Mais, possédée par son désir d'arriver coûte que coûte, Catherine n'y prenait pas garde. Elle usait ses yeux à tenter de découvrir, au loin, les murs de ce qui était devenu pour elle la Terre Promise. Au coucher du soleil, elle avait parcouru six grandes lieues... et la forme confuse d'une grosse ville se montrait au loin, grise et indistincte. Elle devina qu'enfin c'était là Orléans et son émotion fut si forte qu'elle se laissa tomber à genoux dans l'herbe courte, éclata en sanglots puis balbutia une courte prière. La nuit lui déroba bientôt la cité. Alors elle s'étendit là où elle était, comme une bête épuisée, sans même chercher un abri couvert. Qui donc, dans ce désert, prendrait souci d'une mendiante endormie ? Elle n'avait plus rien que l'on pût voler, elle était plus pauvre que les plus pauvres, en guenilles, affamée, presque nue et les pieds en sang... Elle dormit d'un sommeil de brute, se releva au premier rayon du soleil aussi simplement que si elle venait juste de tomber et reprit sa marche en avant. Un pas... un autre pas et encore un autre. Là-bas, la ville semblait grandir, lui faire signe... Ses yeux fiévreux ne voyaient plus qu'elle, ignorant les fumées d'incendie que l'on voyait à certains points de l'horizon.

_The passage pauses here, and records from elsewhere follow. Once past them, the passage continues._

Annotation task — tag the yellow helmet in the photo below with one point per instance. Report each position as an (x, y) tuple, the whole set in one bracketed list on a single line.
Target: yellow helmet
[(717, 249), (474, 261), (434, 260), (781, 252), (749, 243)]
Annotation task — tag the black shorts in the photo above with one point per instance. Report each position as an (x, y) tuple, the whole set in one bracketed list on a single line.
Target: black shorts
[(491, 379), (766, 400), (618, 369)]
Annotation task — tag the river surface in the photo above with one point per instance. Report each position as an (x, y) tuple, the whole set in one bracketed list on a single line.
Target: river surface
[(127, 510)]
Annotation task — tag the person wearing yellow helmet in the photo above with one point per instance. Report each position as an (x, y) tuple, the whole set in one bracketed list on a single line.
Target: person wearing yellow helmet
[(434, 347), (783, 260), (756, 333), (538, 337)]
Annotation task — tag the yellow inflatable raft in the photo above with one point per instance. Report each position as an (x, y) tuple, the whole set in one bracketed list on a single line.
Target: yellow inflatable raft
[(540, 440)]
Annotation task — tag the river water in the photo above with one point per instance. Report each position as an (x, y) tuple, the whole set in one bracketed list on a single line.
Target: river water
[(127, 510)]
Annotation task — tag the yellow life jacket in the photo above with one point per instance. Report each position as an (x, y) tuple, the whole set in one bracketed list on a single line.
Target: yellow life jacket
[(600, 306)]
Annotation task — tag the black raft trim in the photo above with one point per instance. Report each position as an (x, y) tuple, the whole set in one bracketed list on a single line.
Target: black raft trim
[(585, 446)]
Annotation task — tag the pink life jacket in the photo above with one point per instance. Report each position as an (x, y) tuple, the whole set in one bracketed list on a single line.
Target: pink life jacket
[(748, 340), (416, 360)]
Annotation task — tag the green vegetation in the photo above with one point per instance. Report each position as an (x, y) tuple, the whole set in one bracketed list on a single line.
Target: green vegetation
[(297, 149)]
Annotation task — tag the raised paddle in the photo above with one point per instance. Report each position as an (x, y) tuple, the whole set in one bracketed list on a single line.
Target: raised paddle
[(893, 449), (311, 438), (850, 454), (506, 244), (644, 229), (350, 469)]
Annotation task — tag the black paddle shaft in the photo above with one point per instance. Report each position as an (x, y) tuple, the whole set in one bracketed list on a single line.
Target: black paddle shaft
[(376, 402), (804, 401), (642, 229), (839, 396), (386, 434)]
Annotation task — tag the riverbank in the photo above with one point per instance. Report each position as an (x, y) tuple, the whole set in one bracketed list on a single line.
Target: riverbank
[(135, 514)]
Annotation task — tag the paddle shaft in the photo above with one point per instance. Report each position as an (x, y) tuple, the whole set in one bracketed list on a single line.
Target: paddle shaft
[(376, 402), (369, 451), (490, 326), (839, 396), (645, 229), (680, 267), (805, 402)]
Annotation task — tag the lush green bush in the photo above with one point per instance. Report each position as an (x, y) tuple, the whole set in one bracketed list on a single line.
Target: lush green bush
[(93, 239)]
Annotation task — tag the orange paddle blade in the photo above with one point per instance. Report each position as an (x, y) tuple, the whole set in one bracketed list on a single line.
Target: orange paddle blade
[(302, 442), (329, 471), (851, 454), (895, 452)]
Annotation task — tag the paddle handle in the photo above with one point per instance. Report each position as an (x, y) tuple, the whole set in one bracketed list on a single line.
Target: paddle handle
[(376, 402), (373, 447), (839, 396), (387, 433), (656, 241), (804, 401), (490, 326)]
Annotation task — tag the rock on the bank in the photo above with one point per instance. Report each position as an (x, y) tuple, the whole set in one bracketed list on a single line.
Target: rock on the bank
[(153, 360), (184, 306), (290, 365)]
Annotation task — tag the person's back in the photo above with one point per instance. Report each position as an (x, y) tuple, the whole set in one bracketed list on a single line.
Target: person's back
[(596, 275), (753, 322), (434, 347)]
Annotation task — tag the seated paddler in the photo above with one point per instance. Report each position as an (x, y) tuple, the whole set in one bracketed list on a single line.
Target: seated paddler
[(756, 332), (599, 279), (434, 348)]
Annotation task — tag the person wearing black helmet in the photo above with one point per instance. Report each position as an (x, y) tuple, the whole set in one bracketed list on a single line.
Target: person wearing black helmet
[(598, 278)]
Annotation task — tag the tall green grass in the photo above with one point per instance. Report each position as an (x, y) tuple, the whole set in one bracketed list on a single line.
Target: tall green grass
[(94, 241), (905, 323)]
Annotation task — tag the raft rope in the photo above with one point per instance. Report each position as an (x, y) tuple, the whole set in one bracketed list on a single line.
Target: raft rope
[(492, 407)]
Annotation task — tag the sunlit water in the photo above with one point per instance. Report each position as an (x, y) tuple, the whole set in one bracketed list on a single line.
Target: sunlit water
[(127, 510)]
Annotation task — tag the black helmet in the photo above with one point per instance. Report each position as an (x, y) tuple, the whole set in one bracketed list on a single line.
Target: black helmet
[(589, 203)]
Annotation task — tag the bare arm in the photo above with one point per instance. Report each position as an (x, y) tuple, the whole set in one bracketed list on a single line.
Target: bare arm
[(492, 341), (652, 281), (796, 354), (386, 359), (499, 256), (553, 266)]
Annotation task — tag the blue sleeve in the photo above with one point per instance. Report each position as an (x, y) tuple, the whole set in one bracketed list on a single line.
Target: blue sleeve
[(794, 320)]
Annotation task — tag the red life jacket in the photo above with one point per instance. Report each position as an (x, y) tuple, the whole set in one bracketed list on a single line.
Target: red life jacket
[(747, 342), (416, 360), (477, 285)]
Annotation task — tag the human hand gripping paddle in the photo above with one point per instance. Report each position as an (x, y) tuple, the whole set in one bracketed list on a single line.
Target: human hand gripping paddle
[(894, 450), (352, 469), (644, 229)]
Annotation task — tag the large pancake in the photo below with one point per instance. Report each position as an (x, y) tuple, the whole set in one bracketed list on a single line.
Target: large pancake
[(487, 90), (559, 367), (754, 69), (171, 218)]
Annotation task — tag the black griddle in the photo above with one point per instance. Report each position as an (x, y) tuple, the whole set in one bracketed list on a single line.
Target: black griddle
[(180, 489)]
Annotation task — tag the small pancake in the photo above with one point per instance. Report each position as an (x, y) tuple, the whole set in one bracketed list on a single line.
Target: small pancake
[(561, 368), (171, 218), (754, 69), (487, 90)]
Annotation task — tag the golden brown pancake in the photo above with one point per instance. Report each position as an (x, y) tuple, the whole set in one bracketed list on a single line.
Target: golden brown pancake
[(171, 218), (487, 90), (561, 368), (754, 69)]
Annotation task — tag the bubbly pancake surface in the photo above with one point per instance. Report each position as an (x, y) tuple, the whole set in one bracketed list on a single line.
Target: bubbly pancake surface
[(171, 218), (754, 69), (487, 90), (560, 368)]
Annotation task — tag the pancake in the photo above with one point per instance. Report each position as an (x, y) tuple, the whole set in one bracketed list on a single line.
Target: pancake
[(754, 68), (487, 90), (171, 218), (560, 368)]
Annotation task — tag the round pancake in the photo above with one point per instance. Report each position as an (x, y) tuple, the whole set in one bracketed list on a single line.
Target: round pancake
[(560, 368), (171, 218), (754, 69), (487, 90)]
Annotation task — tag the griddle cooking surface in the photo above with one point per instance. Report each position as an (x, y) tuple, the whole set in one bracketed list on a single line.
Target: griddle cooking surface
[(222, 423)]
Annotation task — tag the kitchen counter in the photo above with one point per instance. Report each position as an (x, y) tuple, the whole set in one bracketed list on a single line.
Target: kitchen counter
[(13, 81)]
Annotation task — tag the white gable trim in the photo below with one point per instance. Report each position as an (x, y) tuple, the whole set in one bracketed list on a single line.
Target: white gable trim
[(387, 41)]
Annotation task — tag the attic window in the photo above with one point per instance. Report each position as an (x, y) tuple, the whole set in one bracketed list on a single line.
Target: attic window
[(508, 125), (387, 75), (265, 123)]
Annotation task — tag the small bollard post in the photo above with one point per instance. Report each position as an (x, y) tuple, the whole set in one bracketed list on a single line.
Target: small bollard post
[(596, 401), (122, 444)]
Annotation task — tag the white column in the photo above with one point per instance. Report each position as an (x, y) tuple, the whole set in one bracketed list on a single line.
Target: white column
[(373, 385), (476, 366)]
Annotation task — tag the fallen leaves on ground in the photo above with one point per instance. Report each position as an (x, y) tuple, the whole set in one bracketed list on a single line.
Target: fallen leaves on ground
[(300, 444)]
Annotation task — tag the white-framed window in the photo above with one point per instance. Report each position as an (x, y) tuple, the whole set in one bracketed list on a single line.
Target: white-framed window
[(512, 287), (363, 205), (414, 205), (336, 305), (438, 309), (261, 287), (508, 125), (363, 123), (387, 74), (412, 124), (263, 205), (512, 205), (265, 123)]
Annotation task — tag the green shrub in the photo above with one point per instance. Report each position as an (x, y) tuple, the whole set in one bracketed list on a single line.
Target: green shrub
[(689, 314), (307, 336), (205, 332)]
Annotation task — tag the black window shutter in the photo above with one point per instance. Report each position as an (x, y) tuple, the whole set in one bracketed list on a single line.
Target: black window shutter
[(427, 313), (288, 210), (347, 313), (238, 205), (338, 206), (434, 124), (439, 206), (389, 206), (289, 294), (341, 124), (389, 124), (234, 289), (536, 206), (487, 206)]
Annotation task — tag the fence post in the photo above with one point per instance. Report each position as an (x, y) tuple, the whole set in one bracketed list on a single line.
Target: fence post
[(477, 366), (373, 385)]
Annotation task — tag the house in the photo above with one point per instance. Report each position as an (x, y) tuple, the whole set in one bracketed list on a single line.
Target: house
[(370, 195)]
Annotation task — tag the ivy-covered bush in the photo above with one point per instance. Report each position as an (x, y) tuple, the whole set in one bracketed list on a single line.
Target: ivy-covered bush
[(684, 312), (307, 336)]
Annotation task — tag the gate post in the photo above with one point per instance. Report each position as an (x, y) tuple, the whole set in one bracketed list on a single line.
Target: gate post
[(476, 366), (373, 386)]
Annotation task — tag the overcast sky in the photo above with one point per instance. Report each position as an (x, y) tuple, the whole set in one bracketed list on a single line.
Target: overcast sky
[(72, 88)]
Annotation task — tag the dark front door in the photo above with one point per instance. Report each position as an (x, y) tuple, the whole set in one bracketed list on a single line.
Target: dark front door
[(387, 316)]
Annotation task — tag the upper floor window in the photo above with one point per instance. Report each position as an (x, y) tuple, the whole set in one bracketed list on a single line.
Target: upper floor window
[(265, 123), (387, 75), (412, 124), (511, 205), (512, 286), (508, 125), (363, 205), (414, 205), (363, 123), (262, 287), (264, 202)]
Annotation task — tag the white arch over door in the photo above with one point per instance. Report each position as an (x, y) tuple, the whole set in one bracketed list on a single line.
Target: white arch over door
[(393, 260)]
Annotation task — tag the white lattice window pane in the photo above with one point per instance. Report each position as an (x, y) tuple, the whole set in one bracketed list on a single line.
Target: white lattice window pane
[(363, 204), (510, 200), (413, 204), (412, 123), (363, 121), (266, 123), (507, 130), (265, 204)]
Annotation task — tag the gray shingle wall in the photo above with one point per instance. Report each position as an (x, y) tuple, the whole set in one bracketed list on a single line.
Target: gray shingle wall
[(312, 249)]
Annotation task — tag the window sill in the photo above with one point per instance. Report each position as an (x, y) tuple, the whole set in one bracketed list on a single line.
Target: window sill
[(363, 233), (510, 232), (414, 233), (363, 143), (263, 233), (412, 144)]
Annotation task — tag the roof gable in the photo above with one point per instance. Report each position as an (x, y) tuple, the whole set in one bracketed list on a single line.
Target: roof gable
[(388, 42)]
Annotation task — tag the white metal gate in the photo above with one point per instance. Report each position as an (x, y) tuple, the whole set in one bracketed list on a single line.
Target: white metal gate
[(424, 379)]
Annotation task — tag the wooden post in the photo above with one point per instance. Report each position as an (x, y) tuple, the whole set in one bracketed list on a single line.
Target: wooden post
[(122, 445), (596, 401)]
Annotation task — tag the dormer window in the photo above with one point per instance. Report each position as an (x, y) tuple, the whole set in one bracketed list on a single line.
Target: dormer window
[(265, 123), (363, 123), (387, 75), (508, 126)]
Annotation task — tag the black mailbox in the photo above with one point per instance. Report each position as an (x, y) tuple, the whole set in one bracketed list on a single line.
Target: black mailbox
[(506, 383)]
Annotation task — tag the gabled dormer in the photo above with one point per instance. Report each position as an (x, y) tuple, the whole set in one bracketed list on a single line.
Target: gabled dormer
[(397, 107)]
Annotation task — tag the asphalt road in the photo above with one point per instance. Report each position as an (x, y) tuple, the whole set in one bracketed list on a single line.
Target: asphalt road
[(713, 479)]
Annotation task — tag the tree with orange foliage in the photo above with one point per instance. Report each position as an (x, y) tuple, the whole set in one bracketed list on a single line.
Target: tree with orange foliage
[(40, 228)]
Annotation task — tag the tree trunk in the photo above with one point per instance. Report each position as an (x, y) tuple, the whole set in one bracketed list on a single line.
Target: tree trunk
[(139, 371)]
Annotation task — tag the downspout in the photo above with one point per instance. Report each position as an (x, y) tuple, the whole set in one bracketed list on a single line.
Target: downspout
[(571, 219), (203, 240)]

Si elle n'eût été si lasse, elle eût tendu les mains pour tenter de saisir le mirage qui devenait vivant. Peu à peu, elle distingua les îles plates sous leurs chevelures d'herbes, le grand pont, coupé en deux endroits, avec les forteresses qui le gardaient de part et d'autres. Elle vit la flèche aérienne des églises, les grandes dégoulinures noires laissées par l'huile et la poix bouillantes sur les murs, les bombardes qui les couronnaient. Elle vit le grand désert des faubourgs rasés par les Orléanais eux-mêmes, les tragiques pans de murs qui avaient été de belles demeures et même de grandes églises, déserts de l'héroïsme ponctués, comme d'autant de bêtes à l'affût, par les bastilles de bois et de terre élevées par l'assaillant. Elle vit enfin le rouge étendard anglais et ses léopards d'or planté sur ces bastilles et narguant les douces fleurs de lis qui couronnaient d'azur et d'or la plus haute tour du château...

Immobile, les yeux brouillés de larmes, Catherine oublia ses douleurs, la faim qui tordait ses entrailles pour ne plus songer qu'à une seule chose : là, derrière ces murailles, Arnaud vivait, respirait, se battait et souffrait sans doute puisque la ville, à ce que l'on disait, n'avait plus de pain...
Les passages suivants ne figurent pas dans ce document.